6. Fetching Researcher Data from Elsevier

For each researcher in the database, metrics are fetched from the SciVal and Scopus APIs. Number of documents, number of citations, and ORCID ID are obtained from Scopus and a 5-year h-index is obtained from SciVal. If a researcher does not have an ORCID profile their ORCID id is set to 0. This data is stored in the database.
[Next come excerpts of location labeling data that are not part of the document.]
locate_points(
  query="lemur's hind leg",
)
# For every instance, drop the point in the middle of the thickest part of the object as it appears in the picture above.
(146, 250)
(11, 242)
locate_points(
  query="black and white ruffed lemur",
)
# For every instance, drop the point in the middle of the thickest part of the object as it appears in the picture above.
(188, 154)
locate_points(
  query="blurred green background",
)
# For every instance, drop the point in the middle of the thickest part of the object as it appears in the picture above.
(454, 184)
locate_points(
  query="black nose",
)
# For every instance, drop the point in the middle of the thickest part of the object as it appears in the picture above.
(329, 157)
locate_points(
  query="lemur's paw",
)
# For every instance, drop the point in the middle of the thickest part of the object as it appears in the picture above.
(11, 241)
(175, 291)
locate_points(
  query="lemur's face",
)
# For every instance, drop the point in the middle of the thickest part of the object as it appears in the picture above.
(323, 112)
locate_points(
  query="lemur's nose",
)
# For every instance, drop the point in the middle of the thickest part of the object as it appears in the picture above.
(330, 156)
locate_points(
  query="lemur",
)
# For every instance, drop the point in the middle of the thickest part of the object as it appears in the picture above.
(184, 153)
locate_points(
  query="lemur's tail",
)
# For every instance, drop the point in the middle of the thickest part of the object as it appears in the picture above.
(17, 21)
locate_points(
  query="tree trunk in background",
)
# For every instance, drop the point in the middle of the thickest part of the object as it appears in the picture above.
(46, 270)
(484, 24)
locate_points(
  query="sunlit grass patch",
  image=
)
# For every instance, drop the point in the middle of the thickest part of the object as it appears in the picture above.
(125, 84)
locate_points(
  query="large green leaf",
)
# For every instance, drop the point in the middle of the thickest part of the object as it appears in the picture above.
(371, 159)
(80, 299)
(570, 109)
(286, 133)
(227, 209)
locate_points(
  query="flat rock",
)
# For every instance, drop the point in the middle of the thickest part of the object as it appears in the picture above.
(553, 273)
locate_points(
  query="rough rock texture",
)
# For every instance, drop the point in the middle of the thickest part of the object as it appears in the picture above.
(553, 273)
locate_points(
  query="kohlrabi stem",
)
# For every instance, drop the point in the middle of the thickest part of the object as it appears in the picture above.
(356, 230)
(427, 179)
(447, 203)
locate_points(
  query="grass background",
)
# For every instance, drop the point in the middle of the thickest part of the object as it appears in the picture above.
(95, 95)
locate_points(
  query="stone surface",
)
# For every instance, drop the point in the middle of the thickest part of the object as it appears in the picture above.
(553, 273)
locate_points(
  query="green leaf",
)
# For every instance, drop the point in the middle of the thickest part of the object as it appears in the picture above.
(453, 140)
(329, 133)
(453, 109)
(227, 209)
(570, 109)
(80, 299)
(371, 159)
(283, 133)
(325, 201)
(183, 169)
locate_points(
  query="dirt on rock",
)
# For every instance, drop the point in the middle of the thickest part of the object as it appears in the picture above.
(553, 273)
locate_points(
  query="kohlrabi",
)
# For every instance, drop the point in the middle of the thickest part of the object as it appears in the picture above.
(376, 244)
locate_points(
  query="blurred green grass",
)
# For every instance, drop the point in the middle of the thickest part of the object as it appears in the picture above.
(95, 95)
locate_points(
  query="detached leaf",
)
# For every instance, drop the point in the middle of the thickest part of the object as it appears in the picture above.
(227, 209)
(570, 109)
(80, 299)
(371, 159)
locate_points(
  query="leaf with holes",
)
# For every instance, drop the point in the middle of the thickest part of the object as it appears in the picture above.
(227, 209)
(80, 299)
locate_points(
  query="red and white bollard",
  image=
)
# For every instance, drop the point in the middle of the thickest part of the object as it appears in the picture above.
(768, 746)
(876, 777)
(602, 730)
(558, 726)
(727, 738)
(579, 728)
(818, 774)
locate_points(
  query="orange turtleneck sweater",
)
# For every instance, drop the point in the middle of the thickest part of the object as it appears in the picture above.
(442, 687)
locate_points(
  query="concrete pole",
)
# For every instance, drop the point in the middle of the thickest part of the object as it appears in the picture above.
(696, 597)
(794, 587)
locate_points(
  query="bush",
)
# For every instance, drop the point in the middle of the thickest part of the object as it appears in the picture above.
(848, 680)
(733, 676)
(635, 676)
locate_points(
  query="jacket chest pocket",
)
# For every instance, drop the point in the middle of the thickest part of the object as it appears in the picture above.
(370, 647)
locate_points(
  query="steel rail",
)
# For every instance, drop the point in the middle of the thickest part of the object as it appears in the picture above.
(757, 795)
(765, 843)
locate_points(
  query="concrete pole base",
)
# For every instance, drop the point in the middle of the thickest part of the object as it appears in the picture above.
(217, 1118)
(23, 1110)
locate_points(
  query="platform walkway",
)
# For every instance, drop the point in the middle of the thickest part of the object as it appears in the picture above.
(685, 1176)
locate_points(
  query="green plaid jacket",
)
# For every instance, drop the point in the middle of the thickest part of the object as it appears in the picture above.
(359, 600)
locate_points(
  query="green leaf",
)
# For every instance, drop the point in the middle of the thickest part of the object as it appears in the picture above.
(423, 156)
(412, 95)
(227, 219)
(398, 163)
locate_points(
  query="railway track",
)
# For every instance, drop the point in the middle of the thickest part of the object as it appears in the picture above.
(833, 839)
6.1 Elsevier Data Table Schema

Pipeline Diagram

Column Name Description Source
id The researcher’s Scopus id SciVal (.csv file)
num_citations Number of documents that cite this researcher Scopus (API)
num_documents Number of documents authored by the researcher Scopus (API)
h_index The h-index of the researcher Scival (API)
orcid_id The researcher’s ORCID id Scopus (API)
last_updated A unix timestamp for when the table was last updated N/A

7. Fetching Patent Data from ORCID

The number of filed patents listed on ORCID is fetched from the ORCID API and stored in the database. If an ORCID id could not be obtained from the Scopus API in step 6 then the researcher's number of filed patents is set to 0.
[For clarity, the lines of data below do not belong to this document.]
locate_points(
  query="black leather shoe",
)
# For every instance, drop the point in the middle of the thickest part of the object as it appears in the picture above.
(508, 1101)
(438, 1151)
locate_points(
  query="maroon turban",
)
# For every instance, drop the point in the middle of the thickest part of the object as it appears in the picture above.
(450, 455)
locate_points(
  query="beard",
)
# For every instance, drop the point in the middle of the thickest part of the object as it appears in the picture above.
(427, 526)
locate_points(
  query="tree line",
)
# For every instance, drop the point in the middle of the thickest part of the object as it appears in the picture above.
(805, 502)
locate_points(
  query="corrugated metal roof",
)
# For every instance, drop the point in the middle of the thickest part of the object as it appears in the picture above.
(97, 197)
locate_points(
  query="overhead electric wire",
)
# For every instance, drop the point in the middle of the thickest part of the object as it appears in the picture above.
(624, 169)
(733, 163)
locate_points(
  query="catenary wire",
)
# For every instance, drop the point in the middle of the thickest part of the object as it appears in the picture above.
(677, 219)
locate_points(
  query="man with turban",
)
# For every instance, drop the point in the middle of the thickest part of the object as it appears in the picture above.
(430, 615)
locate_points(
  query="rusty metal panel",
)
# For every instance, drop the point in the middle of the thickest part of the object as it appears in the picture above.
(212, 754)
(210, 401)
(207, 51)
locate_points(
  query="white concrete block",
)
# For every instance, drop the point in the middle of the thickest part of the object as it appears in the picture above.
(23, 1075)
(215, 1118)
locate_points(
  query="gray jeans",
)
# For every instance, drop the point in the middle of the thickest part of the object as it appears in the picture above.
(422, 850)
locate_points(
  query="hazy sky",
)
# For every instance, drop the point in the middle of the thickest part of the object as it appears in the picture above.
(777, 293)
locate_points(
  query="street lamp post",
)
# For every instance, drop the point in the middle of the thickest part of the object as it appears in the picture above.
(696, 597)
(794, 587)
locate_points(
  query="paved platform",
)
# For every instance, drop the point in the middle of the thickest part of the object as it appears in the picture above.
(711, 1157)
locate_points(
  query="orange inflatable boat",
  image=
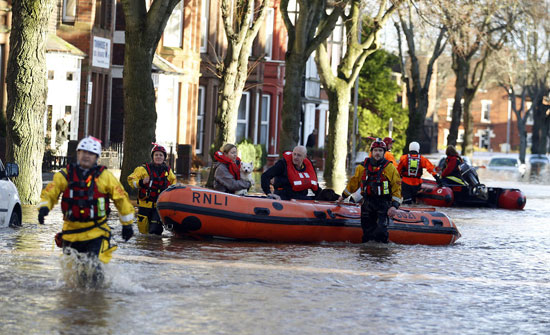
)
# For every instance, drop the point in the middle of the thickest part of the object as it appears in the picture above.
(196, 212)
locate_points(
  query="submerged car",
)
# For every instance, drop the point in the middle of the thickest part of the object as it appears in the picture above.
(10, 205)
(506, 164)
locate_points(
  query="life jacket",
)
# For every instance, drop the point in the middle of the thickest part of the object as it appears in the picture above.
(300, 181)
(456, 171)
(158, 182)
(233, 167)
(81, 200)
(374, 182)
(413, 169)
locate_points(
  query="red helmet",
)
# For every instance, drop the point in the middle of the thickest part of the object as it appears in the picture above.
(378, 144)
(158, 147)
(388, 141)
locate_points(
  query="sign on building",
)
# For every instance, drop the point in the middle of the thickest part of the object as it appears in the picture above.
(101, 52)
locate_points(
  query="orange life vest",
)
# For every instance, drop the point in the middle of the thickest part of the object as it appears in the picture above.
(158, 182)
(374, 182)
(81, 200)
(300, 181)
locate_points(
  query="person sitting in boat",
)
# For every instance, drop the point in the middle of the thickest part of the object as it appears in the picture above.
(227, 173)
(389, 145)
(293, 176)
(381, 189)
(450, 175)
(150, 179)
(87, 188)
(410, 168)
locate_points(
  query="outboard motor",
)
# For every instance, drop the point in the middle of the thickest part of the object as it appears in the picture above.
(469, 175)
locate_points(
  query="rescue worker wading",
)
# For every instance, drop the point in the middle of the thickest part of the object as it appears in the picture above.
(151, 179)
(87, 188)
(411, 168)
(381, 189)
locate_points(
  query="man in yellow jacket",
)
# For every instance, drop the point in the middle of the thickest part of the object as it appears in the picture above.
(87, 188)
(151, 179)
(381, 189)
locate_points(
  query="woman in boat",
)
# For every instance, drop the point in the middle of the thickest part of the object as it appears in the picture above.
(451, 172)
(227, 175)
(151, 179)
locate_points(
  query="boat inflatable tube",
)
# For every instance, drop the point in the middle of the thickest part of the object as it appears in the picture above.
(196, 212)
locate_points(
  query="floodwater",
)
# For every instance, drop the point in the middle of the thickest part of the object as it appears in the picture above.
(494, 280)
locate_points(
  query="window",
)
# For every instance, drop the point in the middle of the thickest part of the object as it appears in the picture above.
(450, 103)
(269, 33)
(242, 117)
(205, 11)
(486, 111)
(200, 122)
(69, 10)
(264, 119)
(173, 30)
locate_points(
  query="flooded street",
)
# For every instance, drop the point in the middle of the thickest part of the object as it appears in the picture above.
(495, 280)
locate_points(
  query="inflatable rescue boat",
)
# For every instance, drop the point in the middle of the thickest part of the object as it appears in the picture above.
(494, 197)
(196, 212)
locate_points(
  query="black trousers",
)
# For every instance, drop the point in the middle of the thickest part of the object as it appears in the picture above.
(155, 224)
(374, 219)
(409, 192)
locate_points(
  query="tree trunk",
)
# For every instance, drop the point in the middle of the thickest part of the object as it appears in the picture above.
(140, 115)
(468, 138)
(461, 68)
(339, 101)
(292, 104)
(26, 82)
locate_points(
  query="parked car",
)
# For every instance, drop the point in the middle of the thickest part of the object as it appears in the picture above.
(442, 161)
(506, 164)
(539, 163)
(10, 205)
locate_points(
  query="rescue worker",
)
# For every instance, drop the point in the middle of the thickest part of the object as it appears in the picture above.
(450, 175)
(227, 174)
(150, 179)
(381, 190)
(389, 145)
(410, 168)
(87, 188)
(293, 175)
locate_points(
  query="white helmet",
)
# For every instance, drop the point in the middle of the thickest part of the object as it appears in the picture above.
(90, 144)
(414, 146)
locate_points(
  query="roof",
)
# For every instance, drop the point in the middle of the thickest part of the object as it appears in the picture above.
(161, 65)
(55, 43)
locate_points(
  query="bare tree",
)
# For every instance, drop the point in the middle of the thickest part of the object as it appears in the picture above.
(304, 36)
(338, 85)
(417, 83)
(241, 29)
(476, 29)
(27, 89)
(143, 31)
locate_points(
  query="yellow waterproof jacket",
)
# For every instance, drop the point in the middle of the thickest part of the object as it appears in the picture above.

7.1 ORCID Data Table Schema

Pipeline Diagram

Column Name Description Source
id The researcher’s ORCID id Scopus (API)
num_patents_filed The number of patents listed on the researcher’s ORCID profile ORCID (API)
last_updated A unix timestamp for when the table was last updated N/A

8. Fetching Publication Data from Scopus

Each researcher's publication data is fetched from the Scopus API and stored in the database. This data includes each publication’s title, when the publication was published, associated keywords, author names and Scopus ids, journal title, and the number of times the publication has been cited. Additionally a url is stored with each publication which a user can use to access a publications full Scopus page. During this step a researcher's publication ids and publication keywords are added to the “researcher_data” table which was described in step 5.

8.1 Publication Data Table Schema

Pipeline Diagram

Column Name Description Source
id The Scopus id of the publication Scopus (API)
title The title of the publication Scopus (API)
keywords The keywords associated with the publication Scopus (API)
author_ids The Scopus ids of the authors of the publication Scopus (API)
author_names The names of the authors of the publication Scopus (API)
journal The journal the publication was published in Scopus (API)
cited_by The amount of times the publication has been cited Scopus (API)
year_published The year the publication was published Scopus (API)
link A url for the publication’s Scopus page Scopus (API)
doi (digital object identifier) A persistent identifier used to uniquely identify publications. Standardized across different sources Scopus (API)
last_updated A unix timestamp for when the table was last updated N/A

9. Start Replication

The start replication Lambda will start the DMS replication task to replicate data from the PostgreSQL database to AWS Opensearch cluster to make the data searchable on the webapp.